3.1. Knowledge Extraction
The knowledge extraction step involves creating and evaluating a prompt over the underlying
LLM. The prompt is created by instantiating a cloze-style prompt template from the input filter
pattern. The default prompt template has the form:

Fill in the gap to complete the relation:
{{subject}} {{property}} {{value}}


When instantiated with the filter pattern:
                          Filter(wd.Brazil, wd.official_language)

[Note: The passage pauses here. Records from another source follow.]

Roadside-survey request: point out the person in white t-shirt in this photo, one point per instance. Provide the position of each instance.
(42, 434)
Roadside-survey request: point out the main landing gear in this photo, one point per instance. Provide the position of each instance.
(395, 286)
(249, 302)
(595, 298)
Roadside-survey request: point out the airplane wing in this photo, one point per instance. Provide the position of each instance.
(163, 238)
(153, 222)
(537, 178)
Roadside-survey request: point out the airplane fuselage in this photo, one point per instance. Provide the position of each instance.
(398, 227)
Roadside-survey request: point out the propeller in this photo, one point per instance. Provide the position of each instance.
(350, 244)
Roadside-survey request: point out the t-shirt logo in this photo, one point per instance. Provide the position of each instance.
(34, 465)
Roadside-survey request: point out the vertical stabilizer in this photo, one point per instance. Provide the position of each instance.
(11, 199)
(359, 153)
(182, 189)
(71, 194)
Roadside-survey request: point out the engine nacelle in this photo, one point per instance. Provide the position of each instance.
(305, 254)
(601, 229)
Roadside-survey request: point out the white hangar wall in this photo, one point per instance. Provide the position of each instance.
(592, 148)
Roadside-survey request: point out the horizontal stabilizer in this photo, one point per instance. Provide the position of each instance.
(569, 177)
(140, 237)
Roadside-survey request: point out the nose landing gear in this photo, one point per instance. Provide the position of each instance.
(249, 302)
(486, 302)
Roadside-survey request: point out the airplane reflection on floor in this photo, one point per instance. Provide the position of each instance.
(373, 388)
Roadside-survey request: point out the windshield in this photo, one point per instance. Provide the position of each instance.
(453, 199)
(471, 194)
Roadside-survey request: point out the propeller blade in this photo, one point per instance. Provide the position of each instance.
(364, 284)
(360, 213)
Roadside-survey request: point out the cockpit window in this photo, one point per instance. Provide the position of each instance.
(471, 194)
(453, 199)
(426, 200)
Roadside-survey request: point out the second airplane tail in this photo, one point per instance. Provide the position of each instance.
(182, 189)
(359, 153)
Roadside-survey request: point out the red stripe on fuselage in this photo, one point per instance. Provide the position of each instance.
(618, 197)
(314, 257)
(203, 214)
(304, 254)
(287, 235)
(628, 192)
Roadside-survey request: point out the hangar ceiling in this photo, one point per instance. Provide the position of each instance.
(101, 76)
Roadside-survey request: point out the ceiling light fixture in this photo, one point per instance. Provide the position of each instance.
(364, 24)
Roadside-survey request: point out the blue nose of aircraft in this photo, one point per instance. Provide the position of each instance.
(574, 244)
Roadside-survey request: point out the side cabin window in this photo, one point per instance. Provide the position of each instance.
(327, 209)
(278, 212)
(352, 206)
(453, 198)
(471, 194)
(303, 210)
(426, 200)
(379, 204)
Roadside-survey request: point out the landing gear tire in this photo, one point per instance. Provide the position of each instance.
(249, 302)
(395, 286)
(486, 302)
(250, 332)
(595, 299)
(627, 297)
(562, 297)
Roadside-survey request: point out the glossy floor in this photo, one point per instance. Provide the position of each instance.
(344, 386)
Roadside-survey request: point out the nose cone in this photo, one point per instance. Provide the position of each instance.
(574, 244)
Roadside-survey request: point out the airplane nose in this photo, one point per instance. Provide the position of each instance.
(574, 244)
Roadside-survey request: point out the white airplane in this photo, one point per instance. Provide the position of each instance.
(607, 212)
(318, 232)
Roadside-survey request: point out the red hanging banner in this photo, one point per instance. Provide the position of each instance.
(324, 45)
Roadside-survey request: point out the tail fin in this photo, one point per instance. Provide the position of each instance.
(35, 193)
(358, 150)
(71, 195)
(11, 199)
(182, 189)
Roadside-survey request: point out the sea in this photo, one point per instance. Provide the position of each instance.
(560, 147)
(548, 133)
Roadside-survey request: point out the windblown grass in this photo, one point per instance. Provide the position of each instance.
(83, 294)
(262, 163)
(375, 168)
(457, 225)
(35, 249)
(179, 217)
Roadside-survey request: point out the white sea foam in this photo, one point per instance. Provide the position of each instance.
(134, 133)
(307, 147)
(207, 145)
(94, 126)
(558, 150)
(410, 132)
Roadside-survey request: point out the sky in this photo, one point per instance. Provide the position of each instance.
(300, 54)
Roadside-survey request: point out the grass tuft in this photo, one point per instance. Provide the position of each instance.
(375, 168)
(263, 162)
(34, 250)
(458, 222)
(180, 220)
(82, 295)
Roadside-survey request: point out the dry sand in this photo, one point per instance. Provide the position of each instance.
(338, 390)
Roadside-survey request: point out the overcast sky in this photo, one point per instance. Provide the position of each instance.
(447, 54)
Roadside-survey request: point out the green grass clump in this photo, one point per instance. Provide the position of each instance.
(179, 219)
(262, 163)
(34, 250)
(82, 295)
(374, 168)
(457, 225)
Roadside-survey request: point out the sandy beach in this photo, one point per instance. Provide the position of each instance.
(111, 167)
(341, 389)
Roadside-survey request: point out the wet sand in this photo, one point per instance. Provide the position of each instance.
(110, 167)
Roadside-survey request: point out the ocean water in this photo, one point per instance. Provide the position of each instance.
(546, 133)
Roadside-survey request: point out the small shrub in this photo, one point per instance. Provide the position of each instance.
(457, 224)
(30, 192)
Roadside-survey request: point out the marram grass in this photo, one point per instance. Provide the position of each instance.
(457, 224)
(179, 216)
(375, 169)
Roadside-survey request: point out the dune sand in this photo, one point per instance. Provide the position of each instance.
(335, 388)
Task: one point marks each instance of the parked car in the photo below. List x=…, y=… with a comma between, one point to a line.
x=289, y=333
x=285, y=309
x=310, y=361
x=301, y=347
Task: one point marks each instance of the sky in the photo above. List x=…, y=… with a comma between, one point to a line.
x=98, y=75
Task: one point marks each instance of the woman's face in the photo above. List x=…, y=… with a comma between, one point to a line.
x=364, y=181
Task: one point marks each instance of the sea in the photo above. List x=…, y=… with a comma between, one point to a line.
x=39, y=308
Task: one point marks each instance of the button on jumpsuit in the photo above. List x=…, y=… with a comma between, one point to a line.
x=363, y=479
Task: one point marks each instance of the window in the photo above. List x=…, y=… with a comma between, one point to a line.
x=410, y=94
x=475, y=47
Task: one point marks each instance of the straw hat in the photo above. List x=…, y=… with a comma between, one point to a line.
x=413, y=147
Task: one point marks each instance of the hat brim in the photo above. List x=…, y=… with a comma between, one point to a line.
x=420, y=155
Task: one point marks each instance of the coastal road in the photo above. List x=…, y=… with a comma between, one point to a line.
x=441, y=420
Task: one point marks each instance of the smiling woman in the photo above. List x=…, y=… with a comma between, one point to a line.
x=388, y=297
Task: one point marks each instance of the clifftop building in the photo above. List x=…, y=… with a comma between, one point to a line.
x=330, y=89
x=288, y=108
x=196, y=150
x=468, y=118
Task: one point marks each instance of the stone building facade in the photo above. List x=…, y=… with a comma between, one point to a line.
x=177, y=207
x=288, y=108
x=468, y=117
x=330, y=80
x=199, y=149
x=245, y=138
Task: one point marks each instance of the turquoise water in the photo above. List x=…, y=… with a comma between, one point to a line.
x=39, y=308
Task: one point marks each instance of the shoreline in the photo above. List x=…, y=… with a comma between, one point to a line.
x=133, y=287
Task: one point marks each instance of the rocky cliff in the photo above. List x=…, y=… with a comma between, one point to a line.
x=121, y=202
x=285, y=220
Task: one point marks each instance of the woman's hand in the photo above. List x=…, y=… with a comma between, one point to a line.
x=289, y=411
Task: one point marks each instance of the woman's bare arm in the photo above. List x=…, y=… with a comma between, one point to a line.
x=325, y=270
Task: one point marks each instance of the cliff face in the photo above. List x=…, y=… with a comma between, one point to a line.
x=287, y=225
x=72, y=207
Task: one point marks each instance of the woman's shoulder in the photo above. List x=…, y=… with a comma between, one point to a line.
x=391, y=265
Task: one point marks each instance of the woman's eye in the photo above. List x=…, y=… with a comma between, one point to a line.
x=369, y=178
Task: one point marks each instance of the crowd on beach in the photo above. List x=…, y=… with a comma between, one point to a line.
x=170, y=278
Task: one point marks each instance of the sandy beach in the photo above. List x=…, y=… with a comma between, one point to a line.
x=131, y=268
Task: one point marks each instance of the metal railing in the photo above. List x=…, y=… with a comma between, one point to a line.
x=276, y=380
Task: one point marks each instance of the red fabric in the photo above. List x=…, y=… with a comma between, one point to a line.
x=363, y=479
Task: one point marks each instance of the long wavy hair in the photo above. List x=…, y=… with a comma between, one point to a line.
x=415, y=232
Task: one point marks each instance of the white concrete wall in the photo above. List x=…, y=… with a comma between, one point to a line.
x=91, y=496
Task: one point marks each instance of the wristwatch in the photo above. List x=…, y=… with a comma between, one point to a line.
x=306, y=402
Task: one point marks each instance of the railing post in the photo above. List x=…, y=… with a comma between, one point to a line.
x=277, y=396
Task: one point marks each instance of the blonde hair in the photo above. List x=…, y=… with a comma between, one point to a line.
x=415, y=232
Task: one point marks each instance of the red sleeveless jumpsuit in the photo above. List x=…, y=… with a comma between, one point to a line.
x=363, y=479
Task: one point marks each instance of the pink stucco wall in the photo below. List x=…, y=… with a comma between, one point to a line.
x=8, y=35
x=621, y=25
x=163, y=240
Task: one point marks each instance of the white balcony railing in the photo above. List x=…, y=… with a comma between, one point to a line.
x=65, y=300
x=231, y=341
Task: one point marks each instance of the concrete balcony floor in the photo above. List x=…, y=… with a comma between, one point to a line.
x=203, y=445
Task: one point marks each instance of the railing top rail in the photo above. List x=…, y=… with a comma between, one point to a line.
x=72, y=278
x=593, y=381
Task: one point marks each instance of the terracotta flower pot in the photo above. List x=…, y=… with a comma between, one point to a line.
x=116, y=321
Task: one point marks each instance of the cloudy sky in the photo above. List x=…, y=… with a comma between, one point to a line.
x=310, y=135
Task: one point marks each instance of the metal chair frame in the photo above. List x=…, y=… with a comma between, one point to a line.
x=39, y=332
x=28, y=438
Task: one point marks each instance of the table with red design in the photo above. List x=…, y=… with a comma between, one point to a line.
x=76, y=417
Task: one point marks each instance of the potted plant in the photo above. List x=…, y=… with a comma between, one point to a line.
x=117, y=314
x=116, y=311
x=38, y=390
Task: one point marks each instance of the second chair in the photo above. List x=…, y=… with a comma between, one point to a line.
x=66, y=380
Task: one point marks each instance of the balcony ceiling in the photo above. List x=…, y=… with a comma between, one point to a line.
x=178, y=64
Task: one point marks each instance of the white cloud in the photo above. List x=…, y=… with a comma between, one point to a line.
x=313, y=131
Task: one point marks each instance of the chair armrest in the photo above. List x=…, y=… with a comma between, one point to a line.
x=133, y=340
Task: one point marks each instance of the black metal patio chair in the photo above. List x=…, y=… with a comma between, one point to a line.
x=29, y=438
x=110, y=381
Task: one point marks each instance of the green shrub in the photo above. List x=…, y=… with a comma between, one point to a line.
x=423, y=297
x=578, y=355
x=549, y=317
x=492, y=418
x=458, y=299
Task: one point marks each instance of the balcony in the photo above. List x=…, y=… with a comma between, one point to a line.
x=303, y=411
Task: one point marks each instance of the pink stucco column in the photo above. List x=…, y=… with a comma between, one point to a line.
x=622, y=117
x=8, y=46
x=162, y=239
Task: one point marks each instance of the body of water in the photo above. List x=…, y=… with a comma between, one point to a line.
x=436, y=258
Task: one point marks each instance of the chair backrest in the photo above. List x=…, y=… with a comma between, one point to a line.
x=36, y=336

It produces the cloze-style prompt:

Fill in the gap to complete the relation:
Brazil official language ___


Similarly, the same template instantiated with a filter containing a value fingerprint:
       Filter(wd.Brazil, wd.official_language, wd.instance_of(wd.sign_language))

Produces the prompt:

Fill in the gap to complete the relation:
Brazil official language ___ where ___ is an instance of sign language


The “where” above was generated from the value fingerprint in the filter and specifies a type
constraint on the answers to be predicted.
  In addition to describing the task, the prompt must instruct the model to format the response.
The complete default prompt template is actually the following:

[SYSTEM]
You are a helpful and honest assistant that resolves a TASK. Please, respond
˓→  concisely, with no further explanation, and truthfully.

[USER]
TASK: Fill in the gap to complete the relation:
{{subject}} {{property}} {{value}}

The output should be only a list containing the answers, such as ["answer_1",
˓→  "answer_2",..., "answer_n"]. Do not provide any further explanation and avoid
˓→  false answers. Return an empty list, such as [], if no information is available.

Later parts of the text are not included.